COVID-19 • Last Week, Next Week

March 16, 2020

This last week has clarified things for just about everyone.  COVID-19 has forced us onto new ground.  Our lives have changed, our society has changed, much of ‘normal’ has changed.

And if you are over 60, or if you count on someone over 60, or you love someone over 60 – you’re likely some kind of scared today.

I am sorry.  Living with fear, this fear, stinks.  It’s a beast we cannot see, we have little control over and takes lives does. Sound like something out of a horror movie – and no wonder past generation likened these illnesses to all kinds of spirits and supernatural beings.  It has that feel.

But science shits on the supernatural.  Information on the enemy is pouring in and the global community is learning very quickly.  We are absolutely not helpless.

But we have been slow and selfish.  The POTUS/Fox News cohort has done damage to the response and has slowed a large portion of our society to make changes fast enough.  Sadly, they will suffer for their slow response.  In a year or so, statistics will be developed on both the response of individual states and the response of individuals to their media diet related to COVID-19.  That will be very interesting as the virus seems to have no party affiliation and seems to be ignoring ignorance.

Statistically speaking, if China had acted 1 week earlier, they would have had a 60+% decline in cases and may have kept this thing from such rapid global spread.  And if China had acted one week later …. over 60% increase in cases, a total loss of control of the virus in their country and millions of deaths.

1 week makes all the difference.  We’ve used ours.

This coming week will have a lot of drama built into it; most of it unnecessary.  The numbers are going to spike dramatically, but that will reflect both a change in how we count and testing (finally) coming on line at scale.

But for most of us, it changes nothing.  We know the virus is in our community and spreading at will.  We know what we have to do to break that cycle and how important the next couple weeks are going to be for our success.

Cape Cod is not in a good position for COVID-19.  We have one of the oldest populations in the USA and world.  We have hundreds of single family homes, group homes and nursing homes that hold for thousands of elderly, infirm and unwell people.

I beg and pray to all of you right now:

If we do not work well together, caring for everyone as if your life depended on it, Cape Cod Health Care will be overwhelmed.  There is absolutely no way that Cape Cod Health Care could cope with that flood of patients.  Of course they will do the best they can, but care will, by necessity, be curtailed to those who have the greatest probability of survival.  We must not let that happen.

And to everyone working for Cape Cod Health Care: many of you have worked through a lot of trying times; blizzards and insane flu seasons, etc.  It is very likely you will do things and see things done that you have never experienced before.  It is going to be very weird.
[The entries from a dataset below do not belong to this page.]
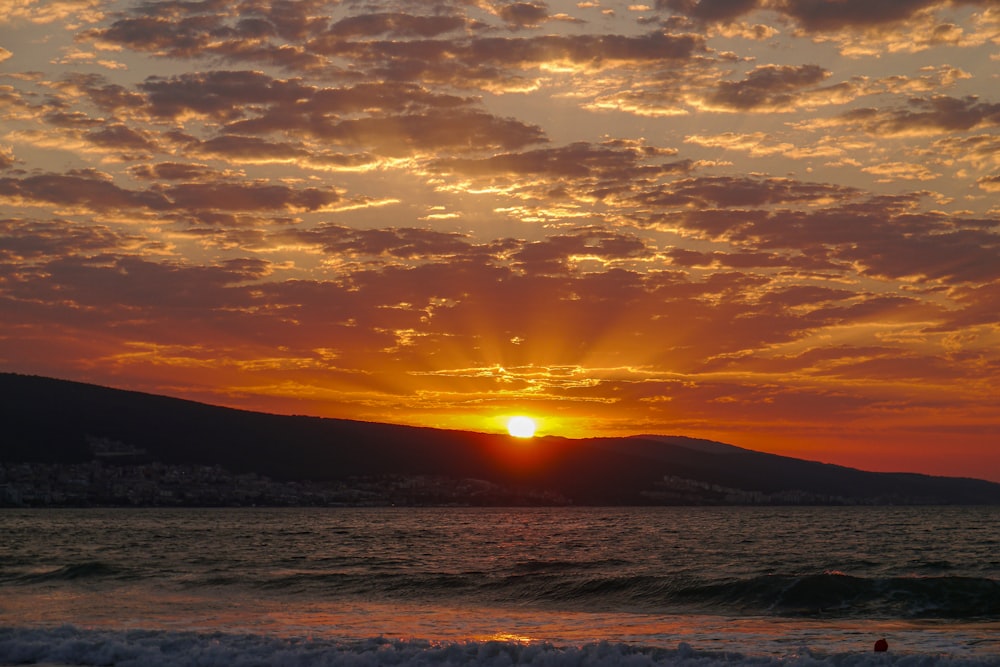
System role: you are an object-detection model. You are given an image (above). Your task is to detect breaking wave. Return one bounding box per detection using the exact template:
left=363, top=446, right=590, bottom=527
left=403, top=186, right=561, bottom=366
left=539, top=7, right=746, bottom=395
left=1, top=626, right=996, bottom=667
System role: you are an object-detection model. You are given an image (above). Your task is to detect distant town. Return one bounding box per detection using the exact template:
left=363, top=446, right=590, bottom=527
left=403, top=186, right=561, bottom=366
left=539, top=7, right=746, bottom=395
left=1, top=438, right=917, bottom=507
left=0, top=460, right=571, bottom=508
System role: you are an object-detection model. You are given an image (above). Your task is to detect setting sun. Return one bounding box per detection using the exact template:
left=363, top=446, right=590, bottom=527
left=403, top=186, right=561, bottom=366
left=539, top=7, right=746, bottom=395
left=506, top=416, right=537, bottom=438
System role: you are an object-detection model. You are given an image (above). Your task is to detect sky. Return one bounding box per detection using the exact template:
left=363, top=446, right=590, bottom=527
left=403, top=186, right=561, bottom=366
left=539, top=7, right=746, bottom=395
left=1, top=0, right=999, bottom=481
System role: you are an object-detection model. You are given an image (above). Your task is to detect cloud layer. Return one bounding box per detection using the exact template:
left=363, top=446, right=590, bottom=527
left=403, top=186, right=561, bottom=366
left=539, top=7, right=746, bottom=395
left=1, top=0, right=999, bottom=479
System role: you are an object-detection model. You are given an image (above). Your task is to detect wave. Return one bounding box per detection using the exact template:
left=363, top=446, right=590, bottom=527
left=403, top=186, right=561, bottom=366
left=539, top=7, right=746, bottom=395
left=9, top=558, right=996, bottom=620
left=0, top=626, right=996, bottom=667
left=674, top=573, right=1000, bottom=619
left=10, top=561, right=137, bottom=583
left=172, top=568, right=1000, bottom=620
left=511, top=558, right=632, bottom=573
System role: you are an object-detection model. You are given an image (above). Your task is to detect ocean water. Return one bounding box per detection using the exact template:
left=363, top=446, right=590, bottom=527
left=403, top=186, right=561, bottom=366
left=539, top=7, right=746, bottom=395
left=1, top=506, right=998, bottom=666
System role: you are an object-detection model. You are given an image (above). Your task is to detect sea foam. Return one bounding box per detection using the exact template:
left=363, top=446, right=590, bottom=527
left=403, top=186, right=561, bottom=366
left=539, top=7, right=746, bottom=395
left=1, top=626, right=996, bottom=667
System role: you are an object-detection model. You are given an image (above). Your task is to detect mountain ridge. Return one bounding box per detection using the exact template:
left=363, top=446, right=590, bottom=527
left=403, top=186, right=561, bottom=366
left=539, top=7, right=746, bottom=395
left=2, top=372, right=999, bottom=505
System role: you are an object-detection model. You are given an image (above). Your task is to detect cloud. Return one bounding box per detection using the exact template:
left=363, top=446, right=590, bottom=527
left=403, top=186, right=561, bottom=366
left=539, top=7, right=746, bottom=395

The World Health Organization is begging you to learn quickly and on the fly.  Look at what other countries and hospitals have done for guidance and apply it to your facility.  Everyone is going to make ‘mistakes’ but use your head and not your heart.  DO NOT BLAME.  You have no time for that.  Figure out what went wrong, find a new path, and move on.

Trust.  You are going to have to trust your leadership.  I know all the ‘battles’ of union and doctors and nurses and aids and housekeepers and all the little squabbles we have in our wacky family of health care.  These are conflicts that happen everywhere but over time they can erode trust I leadership.

We have no time for that.  Leadership will also make mistakes.  You are going to have to cut them some slack; and to some of you, that’s going to be tough.

This is a war footing.  Leadership must have the authority to do the out-of-the-box thinking and apply that to the effort.  They will ask staff to do things they have never done.

Use your head.  Stay in your lane of knowledge.  Speak up to authority when you know something is more right or more wrong; they cannot know everything.

Admit when you are exhausted, point out others who are burnt; do not be a solitary hero.  Going it alone or exhausted only creates more chaos.  This must be a collective effort.

Finally; many of you will experience something truly spectacular and wonderful through all of this.  Your deep love of community, of each other, of your craft, of caring – this will bind you to your peers in a way perhaps you have never experienced. ‘Brothers and Sisters in Arms’.  

I have found those times the most satisfying, fulfilling experiences of my life.

You will be changed by this.  Make it awesome.